Saya sering bertanya-tanya kenapa sih masih banyak orang di negeri yang katanya adab sopan santunnya masih tinggi, ternyata masih menilai orang dari penampilan fisik dan atribut sosial semata. Ada kecenderungan fenomena sosial dalam masyarakat kita, pendidikan dan jabatan berbanding lurus dengan harga diri seseorang. Semakin tinggi status sosialnya, maka semakin bergeser pula nilai-nilai tawdhu yang ada dalam dirinya. Yang dulunya ramah pada siapa saja, kini berubah menjadi jaim (jaga image). Apalah gunanya dandan keren, mentereng, bertitel, jabatan tinggi dll kalo attitude serta aptitudenya minus?!

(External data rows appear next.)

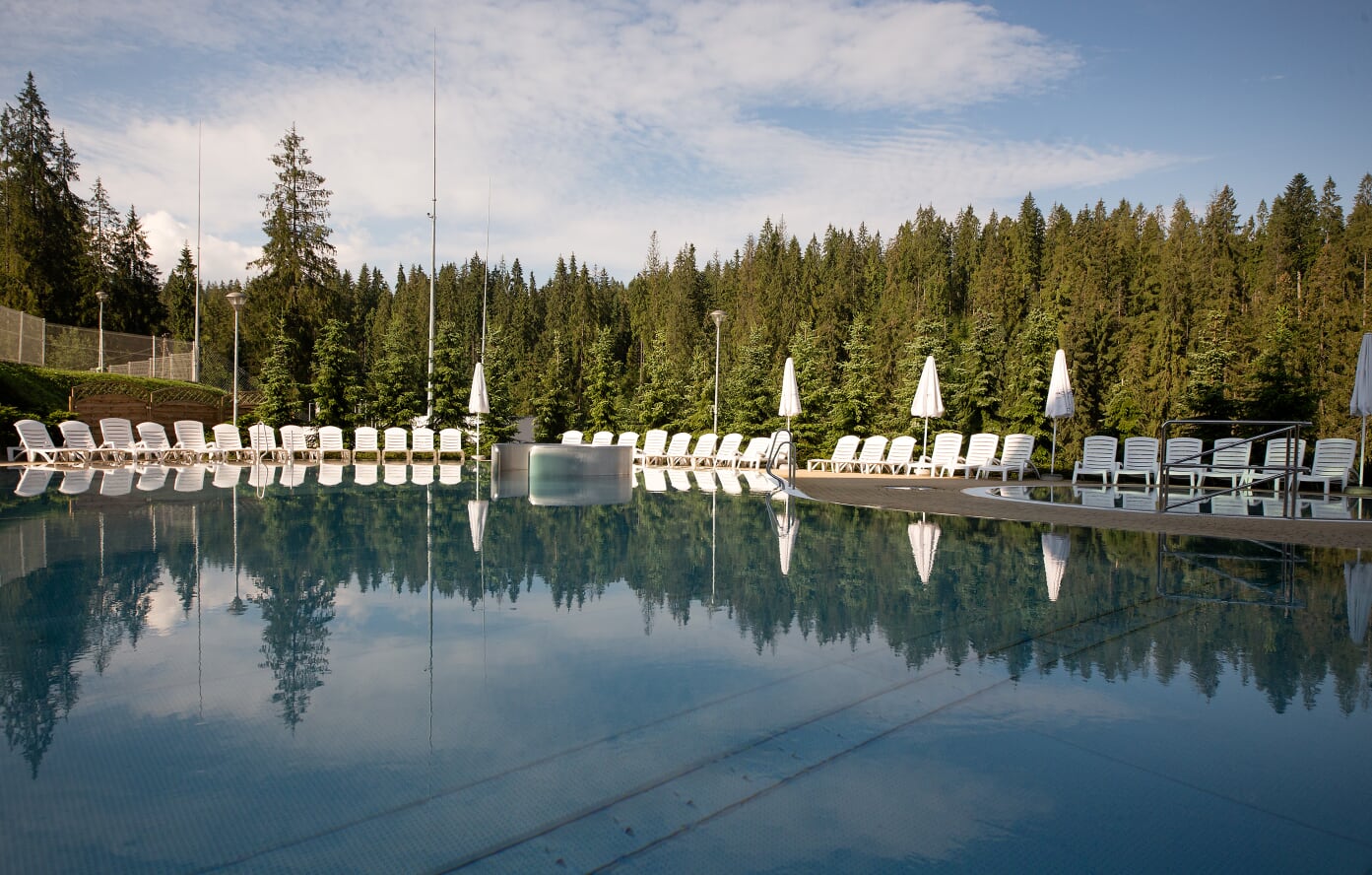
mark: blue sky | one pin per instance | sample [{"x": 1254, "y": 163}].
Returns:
[{"x": 585, "y": 126}]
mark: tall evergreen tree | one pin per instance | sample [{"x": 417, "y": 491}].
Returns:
[{"x": 41, "y": 220}]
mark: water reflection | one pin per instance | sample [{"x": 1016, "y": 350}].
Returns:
[{"x": 81, "y": 569}]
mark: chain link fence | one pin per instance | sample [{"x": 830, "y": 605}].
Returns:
[{"x": 29, "y": 340}]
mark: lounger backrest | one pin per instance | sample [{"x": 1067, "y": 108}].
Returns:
[
  {"x": 154, "y": 436},
  {"x": 76, "y": 435},
  {"x": 705, "y": 445},
  {"x": 756, "y": 448},
  {"x": 189, "y": 435},
  {"x": 1231, "y": 453},
  {"x": 293, "y": 439},
  {"x": 875, "y": 448},
  {"x": 262, "y": 438},
  {"x": 450, "y": 441},
  {"x": 1184, "y": 450},
  {"x": 947, "y": 448},
  {"x": 1016, "y": 450},
  {"x": 901, "y": 449},
  {"x": 33, "y": 435},
  {"x": 227, "y": 438},
  {"x": 1274, "y": 455},
  {"x": 729, "y": 446},
  {"x": 397, "y": 439},
  {"x": 1098, "y": 452},
  {"x": 1334, "y": 456},
  {"x": 981, "y": 448},
  {"x": 422, "y": 439},
  {"x": 655, "y": 442},
  {"x": 363, "y": 439},
  {"x": 117, "y": 432},
  {"x": 331, "y": 439},
  {"x": 1141, "y": 452}
]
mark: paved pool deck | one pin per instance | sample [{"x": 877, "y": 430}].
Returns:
[{"x": 948, "y": 495}]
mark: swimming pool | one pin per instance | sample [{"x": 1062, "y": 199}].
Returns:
[{"x": 332, "y": 677}]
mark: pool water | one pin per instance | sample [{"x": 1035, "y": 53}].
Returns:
[{"x": 398, "y": 676}]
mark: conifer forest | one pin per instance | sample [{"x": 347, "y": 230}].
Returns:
[{"x": 1179, "y": 310}]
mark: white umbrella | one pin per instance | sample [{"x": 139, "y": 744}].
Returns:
[
  {"x": 924, "y": 544},
  {"x": 1055, "y": 548},
  {"x": 928, "y": 398},
  {"x": 1357, "y": 577},
  {"x": 1361, "y": 401},
  {"x": 479, "y": 403},
  {"x": 1061, "y": 403},
  {"x": 477, "y": 519},
  {"x": 788, "y": 525},
  {"x": 789, "y": 394}
]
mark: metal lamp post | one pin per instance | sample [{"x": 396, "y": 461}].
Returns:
[
  {"x": 236, "y": 299},
  {"x": 101, "y": 297},
  {"x": 719, "y": 317}
]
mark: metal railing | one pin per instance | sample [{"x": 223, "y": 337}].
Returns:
[{"x": 1284, "y": 476}]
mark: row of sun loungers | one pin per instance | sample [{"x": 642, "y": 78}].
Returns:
[
  {"x": 711, "y": 450},
  {"x": 1228, "y": 460},
  {"x": 149, "y": 441},
  {"x": 879, "y": 455}
]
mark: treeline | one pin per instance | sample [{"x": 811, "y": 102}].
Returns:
[{"x": 1162, "y": 313}]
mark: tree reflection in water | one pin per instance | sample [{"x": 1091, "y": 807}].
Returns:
[{"x": 852, "y": 577}]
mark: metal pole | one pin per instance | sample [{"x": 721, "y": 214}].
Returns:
[
  {"x": 195, "y": 358},
  {"x": 432, "y": 242},
  {"x": 719, "y": 317}
]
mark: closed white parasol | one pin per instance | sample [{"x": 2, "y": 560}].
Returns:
[
  {"x": 928, "y": 397},
  {"x": 1061, "y": 403},
  {"x": 924, "y": 544},
  {"x": 1055, "y": 548},
  {"x": 1361, "y": 401}
]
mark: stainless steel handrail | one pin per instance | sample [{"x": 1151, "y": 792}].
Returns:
[{"x": 1290, "y": 471}]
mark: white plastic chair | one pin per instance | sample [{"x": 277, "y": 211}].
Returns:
[
  {"x": 845, "y": 450},
  {"x": 1334, "y": 460},
  {"x": 422, "y": 443},
  {"x": 450, "y": 441},
  {"x": 363, "y": 441},
  {"x": 678, "y": 449},
  {"x": 1014, "y": 456},
  {"x": 981, "y": 449},
  {"x": 1098, "y": 457},
  {"x": 1141, "y": 459},
  {"x": 331, "y": 442},
  {"x": 655, "y": 448},
  {"x": 704, "y": 452},
  {"x": 395, "y": 441},
  {"x": 947, "y": 449}
]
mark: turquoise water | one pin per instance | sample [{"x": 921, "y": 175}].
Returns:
[{"x": 331, "y": 677}]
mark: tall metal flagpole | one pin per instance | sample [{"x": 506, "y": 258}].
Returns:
[
  {"x": 432, "y": 242},
  {"x": 195, "y": 358}
]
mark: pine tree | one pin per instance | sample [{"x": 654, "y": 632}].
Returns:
[
  {"x": 296, "y": 264},
  {"x": 41, "y": 222},
  {"x": 335, "y": 376},
  {"x": 178, "y": 297},
  {"x": 280, "y": 393}
]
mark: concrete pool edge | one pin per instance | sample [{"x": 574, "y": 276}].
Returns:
[{"x": 955, "y": 498}]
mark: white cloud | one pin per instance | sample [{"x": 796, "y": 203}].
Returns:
[{"x": 593, "y": 124}]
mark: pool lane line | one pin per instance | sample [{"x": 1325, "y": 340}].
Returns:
[
  {"x": 788, "y": 779},
  {"x": 549, "y": 827}
]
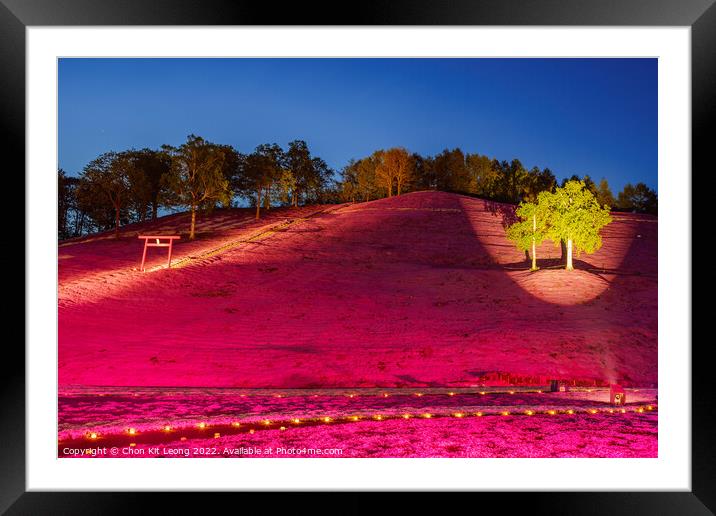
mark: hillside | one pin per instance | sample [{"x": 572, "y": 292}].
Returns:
[{"x": 418, "y": 290}]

Saya pribadi dari dulu selalu berprinsip, walaupun pendidikan atau jabatan yang diamanhkan pada kita setinggi langit, gak mesti sikap atau karakter kita juga ikut-ikut melambung. Itu kan semacam ”ujian spesial” yang diberikan Allah kepada kita untuk melihat sejauh mana kita bisa memanage amanah tersebut untuk membantu meringankan beban orang lain, bukannya malah menekan orang lain atau meminta untuk diperlakukan istimewa seperti yang dilakukan beberapa pejabat yang gak tahu malu yang katanya membela nasib rakyat digedung DPR/MPR sana. Lha...kok ceritanya dah nyampe disana yak? Aaarghh....EGP sama beberapa bapak2 gak bermoral disana!!!! yang penting, inti dari apa yang pengen saya share kali ini. Setinggi apapun status yang melekat dalam diri kita, tetaplah jadi diri kita sendiri, tetap humble, tetap down to earth bak bulir padi, semakin berisi maka semakin merunduklah ia.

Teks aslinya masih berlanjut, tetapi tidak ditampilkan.